Sunday, December 6, 2009
I was busy cooking dinner, when we started hearing screams - only one person, repeatedly, a female voice, screaming - maybe 10-15 seconds. This is not normal, so I ran out to the balcony to see if I could see what was going on. As I got onto the balcony, I looked over at the next building, and saw something, fairly large coming from a balcony on about the 6th floor. The window was open (actually may have been a door, but not sure in my mind) was open. I looked down toward the parking lot to see if I could see what had fallen, and couldn't see everything, as our balcony doesn't have a clear view. I could see reflections of a few people off the windows of a vehicle, and they weren't reacting very much, seemed sort of like they were checking things out, but disinterested. so i figured it was just a piece of furniture, tv, something like that. There was no screaming or response of any kind. This was around 6 or 615 I'm guessing. Around 8, my husband and I left the building, and we ran into a neighbor, who told us that a domestic worker had "thrown herself" from the balcony of the 6th floor. She was corrected (in Arabic) by another neighbor, who said it was a visitor of the domestic worker, her sister or something. Not sure what the actual story is. When we left the building and walked into the parking lot area, there was a policeman standing at the front of the vehicle next to where she fell, seemingly not doing anything. The woman was still on the ground with just a blanket covering her. This was almost 2 hours later. When we returned home around 1230 in the morning, there was a car parked in the space where she had been, and the area was wet, so it looked like they had "cleaned up" the area.

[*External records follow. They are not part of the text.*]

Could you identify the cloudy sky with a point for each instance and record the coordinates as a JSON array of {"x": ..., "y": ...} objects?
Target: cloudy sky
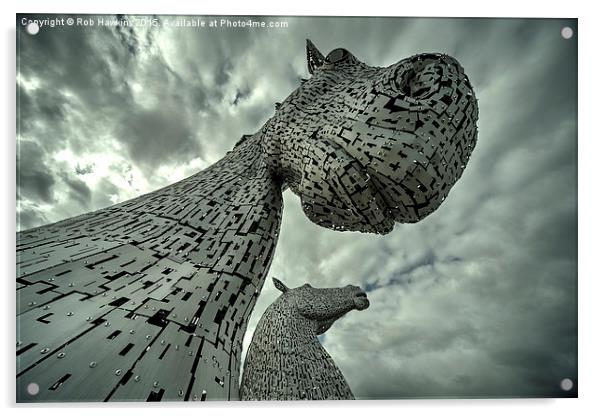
[{"x": 479, "y": 299}]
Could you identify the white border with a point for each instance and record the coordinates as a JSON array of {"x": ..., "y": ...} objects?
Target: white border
[{"x": 590, "y": 104}]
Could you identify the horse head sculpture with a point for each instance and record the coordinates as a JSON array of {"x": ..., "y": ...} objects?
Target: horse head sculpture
[{"x": 285, "y": 360}]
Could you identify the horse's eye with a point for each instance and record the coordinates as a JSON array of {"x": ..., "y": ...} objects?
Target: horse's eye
[{"x": 337, "y": 55}]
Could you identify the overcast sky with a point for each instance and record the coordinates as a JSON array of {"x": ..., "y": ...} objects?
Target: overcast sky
[{"x": 479, "y": 299}]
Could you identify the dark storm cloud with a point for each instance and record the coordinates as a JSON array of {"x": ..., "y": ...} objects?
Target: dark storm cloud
[
  {"x": 479, "y": 299},
  {"x": 152, "y": 136},
  {"x": 78, "y": 190},
  {"x": 34, "y": 177}
]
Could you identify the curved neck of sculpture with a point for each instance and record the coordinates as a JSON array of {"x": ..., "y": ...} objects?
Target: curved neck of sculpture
[
  {"x": 191, "y": 258},
  {"x": 286, "y": 347}
]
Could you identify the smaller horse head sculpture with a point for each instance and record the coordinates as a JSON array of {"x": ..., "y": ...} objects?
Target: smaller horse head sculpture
[
  {"x": 323, "y": 306},
  {"x": 285, "y": 360}
]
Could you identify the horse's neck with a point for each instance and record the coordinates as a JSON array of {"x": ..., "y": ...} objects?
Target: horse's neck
[
  {"x": 209, "y": 239},
  {"x": 293, "y": 334},
  {"x": 286, "y": 346}
]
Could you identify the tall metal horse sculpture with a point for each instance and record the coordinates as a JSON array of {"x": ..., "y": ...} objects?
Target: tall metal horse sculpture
[{"x": 149, "y": 299}]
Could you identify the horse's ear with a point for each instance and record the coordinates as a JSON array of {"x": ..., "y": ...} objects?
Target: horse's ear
[
  {"x": 315, "y": 59},
  {"x": 279, "y": 285}
]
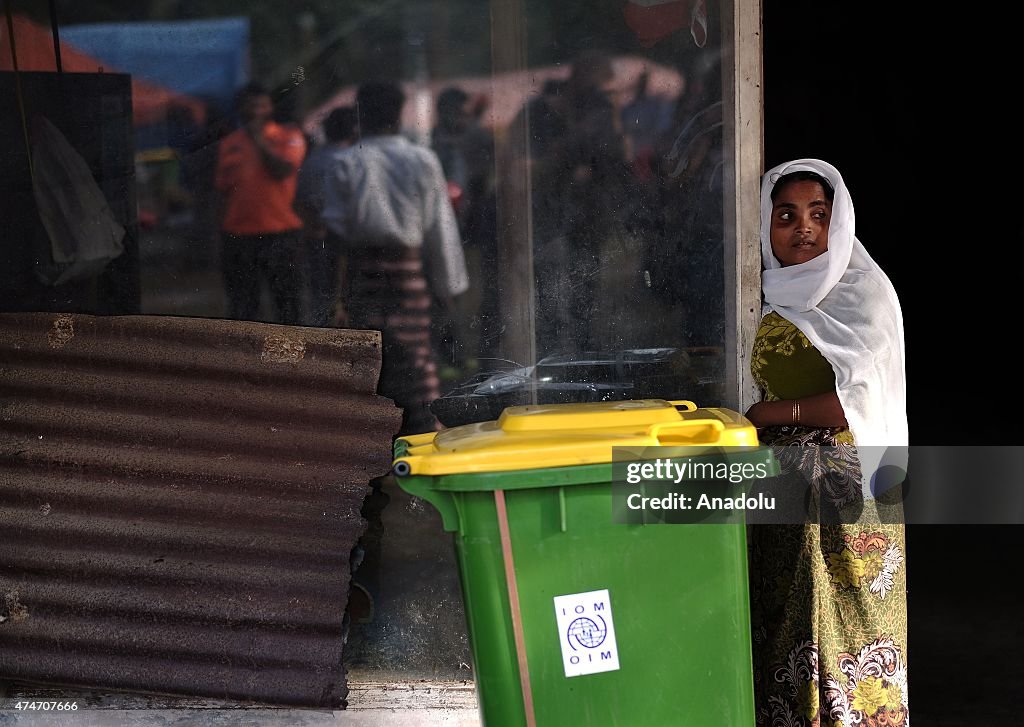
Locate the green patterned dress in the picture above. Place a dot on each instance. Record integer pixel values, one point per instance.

(this testimony was published on a Facebook event page "Vigil in Hamra". The December 2009 event was a vigil at the site of the death of the migrant worker who is mentioned in the testimony above)
Wednesday, December 2, 2009
Yesterday, Ziad Baroud, Lebanon’s Minister of Interior, informed the ambassadors of Philippine, Ethiopia and Sri Lanka that his ministry will be taking steps towards the protection of migrant domestic workers in Lebanon. Such steps include moving the General Security prisons from Adlieh area (a prison under a traffic bridge) to another location more respective of human rights, as well as more thorough investigations in cases of death of these workers. Sources to Al-Akhbar newspaper added that the right of foreign maids to access courts will be guaranteed.
Note: this is quite an interesting development. Will the minister be up to the challenge of reforming the system of entry, stay and exit of migrant domestic workers,which has proven terribly faulty?